Monthly Archives: May 2012

Travis

I met him, saw him, loved him when he was only a day old.  He grew ahead of his two younger brothers, spunky and so smart.  So serious he was, and studious.  I watched in ignorant awe as he and his brothers and their many friends mastered the digital intricacies of computer games.  In high school he was accepted by the Microsoft Corporation as a master gamer.  He sailed through algebra, geometry, trigonometry, calculus.  On our senior class trip to Mexico´s Yucatan Maya ruins he took his calculus homework.  He excelled at the University of Washington earning a degree as a civil engineer.  He was everything I ever wanted to be.  My grandson.  We were so proud after he joined the US Army, graduated from OCS as a Second Lieutenant and sweated with him as he finished the elite Army Ranger training.  Last Thursday as I finished packing my bags to return to Honduras from Seattle we learned that he had been killed in action in Afghanistan.  My daughter ran screaming down to where I was: He’s dead! Travis has been killed!  May 23, 2012: a date seared into my brain, into my family´s collective mind.  Memorial Day is this weekend.  My family has sent our men into WWII, the Korean War, the Vietnam War, the Iraq War.  Travis was our first casualty.  The pain is overwhelming.  My heart is shattered.

Hiatus in Seattle

I had an appointment with my orthopedist in Seattle a few days ago.  He wants me to consider an elbow replacement; my arm is not progressing as well as it should.  I told him I had to think about it, that I would be returning to Seattle next January 2013 and would decide by then.

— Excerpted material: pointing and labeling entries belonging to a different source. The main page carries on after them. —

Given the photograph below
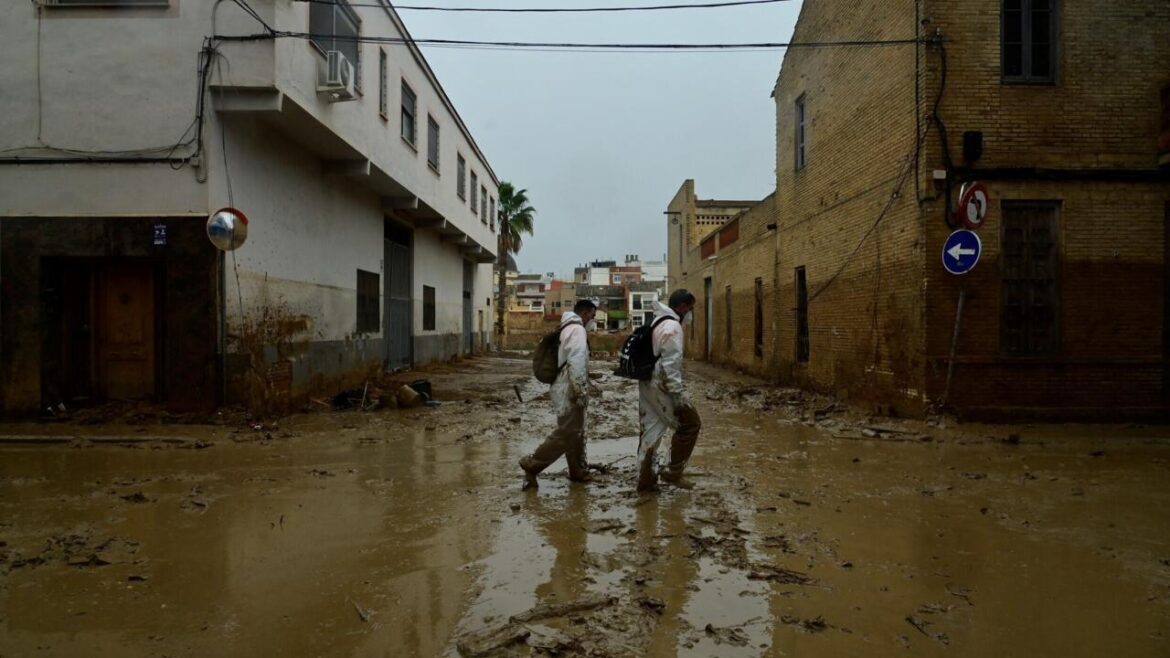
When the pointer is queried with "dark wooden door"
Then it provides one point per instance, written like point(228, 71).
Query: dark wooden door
point(125, 331)
point(397, 323)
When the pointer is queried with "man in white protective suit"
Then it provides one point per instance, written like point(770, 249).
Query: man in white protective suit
point(662, 402)
point(570, 398)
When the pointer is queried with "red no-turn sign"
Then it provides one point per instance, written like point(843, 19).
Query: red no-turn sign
point(972, 205)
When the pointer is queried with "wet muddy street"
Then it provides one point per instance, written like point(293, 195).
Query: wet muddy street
point(810, 532)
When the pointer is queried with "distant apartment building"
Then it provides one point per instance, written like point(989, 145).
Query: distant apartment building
point(837, 280)
point(529, 292)
point(371, 206)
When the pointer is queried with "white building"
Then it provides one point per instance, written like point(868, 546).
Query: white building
point(641, 307)
point(530, 290)
point(126, 122)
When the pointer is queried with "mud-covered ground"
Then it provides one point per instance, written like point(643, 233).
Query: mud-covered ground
point(811, 532)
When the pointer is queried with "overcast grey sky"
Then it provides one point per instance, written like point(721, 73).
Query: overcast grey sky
point(601, 141)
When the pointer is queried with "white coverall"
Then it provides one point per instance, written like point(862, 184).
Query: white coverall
point(660, 399)
point(570, 398)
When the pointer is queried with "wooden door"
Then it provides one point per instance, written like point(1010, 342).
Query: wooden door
point(125, 331)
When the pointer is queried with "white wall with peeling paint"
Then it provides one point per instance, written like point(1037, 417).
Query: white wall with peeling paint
point(82, 82)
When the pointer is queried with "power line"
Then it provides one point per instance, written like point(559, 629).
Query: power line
point(577, 46)
point(552, 9)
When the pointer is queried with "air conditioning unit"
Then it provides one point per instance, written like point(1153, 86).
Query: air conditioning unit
point(336, 79)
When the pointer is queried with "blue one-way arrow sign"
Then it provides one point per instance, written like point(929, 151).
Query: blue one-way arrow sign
point(961, 251)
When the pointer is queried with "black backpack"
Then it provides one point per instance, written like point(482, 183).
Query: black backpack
point(637, 360)
point(545, 357)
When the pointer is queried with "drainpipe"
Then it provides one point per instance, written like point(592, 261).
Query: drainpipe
point(221, 283)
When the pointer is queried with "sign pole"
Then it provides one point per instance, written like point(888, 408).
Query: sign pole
point(950, 362)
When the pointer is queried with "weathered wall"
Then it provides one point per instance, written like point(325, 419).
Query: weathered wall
point(186, 271)
point(737, 267)
point(1099, 120)
point(295, 330)
point(862, 251)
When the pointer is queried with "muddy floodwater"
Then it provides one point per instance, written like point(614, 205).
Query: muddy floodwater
point(810, 532)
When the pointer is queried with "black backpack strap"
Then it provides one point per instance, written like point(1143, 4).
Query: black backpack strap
point(562, 330)
point(660, 320)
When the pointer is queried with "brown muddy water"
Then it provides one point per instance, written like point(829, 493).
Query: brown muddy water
point(405, 533)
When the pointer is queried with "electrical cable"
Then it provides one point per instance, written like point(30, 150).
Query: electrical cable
point(912, 162)
point(561, 46)
point(552, 9)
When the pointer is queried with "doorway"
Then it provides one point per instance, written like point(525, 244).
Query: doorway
point(103, 328)
point(468, 310)
point(397, 323)
point(709, 322)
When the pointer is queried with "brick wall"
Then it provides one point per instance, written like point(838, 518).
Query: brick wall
point(1098, 127)
point(850, 214)
point(866, 220)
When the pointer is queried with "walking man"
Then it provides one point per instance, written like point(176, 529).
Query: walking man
point(570, 397)
point(662, 402)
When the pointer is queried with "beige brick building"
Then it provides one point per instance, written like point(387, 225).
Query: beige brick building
point(1058, 108)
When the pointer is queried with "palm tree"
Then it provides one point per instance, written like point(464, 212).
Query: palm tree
point(515, 220)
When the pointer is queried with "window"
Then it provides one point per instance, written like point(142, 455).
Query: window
point(369, 319)
point(461, 177)
point(759, 319)
point(410, 109)
point(800, 136)
point(1030, 295)
point(1027, 41)
point(802, 316)
point(336, 27)
point(428, 308)
point(383, 108)
point(433, 143)
point(727, 304)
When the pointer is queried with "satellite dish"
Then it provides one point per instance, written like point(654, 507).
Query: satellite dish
point(227, 228)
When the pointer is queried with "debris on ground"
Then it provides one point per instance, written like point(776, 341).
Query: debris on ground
point(563, 609)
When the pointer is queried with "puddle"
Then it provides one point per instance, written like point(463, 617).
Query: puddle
point(406, 534)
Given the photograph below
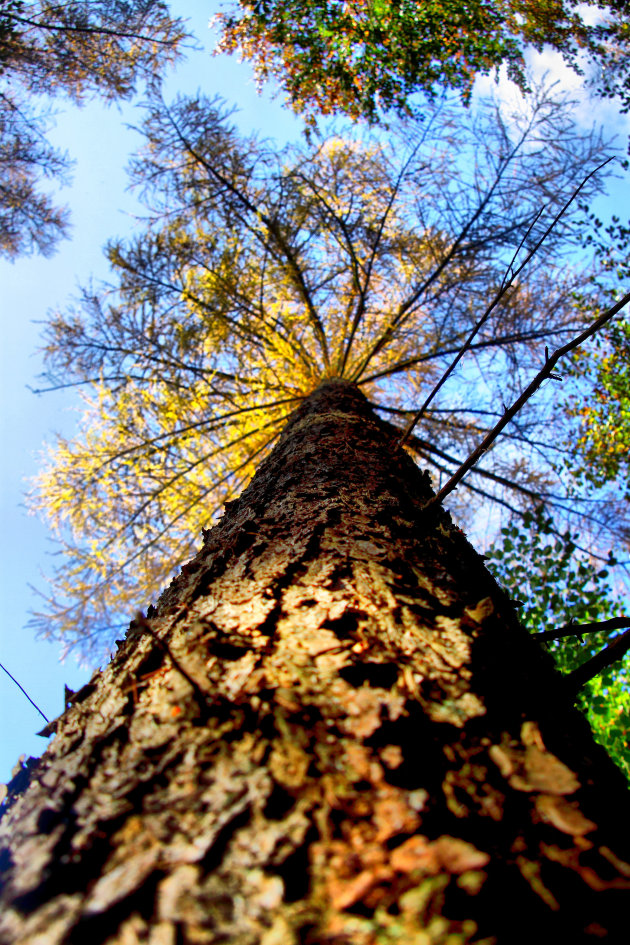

That is the last thing in the world I want, another surgery.   I will be returning to Honduras on the 23rd of May.   I have been busy while here collecting the documents required for my permanent residency Honduran ID card.  But I’m ready to go back to my apartment in La Paz.  I had it painted the month before I left.  It had been painted all pink. Every room pink.  Now the living room is a forest green, the two bathrooms pale blue, the kitchen sunny yellow and the two bedrooms dark blue and pale brown.  I left two Belgian foreign exchange students teaching my Saturday morning English class to my 5 students at the Hogar San Jose.  Europeans are so versatile, they each speak 4 or 5 languages.  I haven’t heard from Peace Corps when they will be reopening the office for new volunteers but it won’t do me any good when they do in fact open the mission again.  My disabled arm will prevent my reinstatement into the Peace Corps, however Honduras is a nice affordable place in which to retire.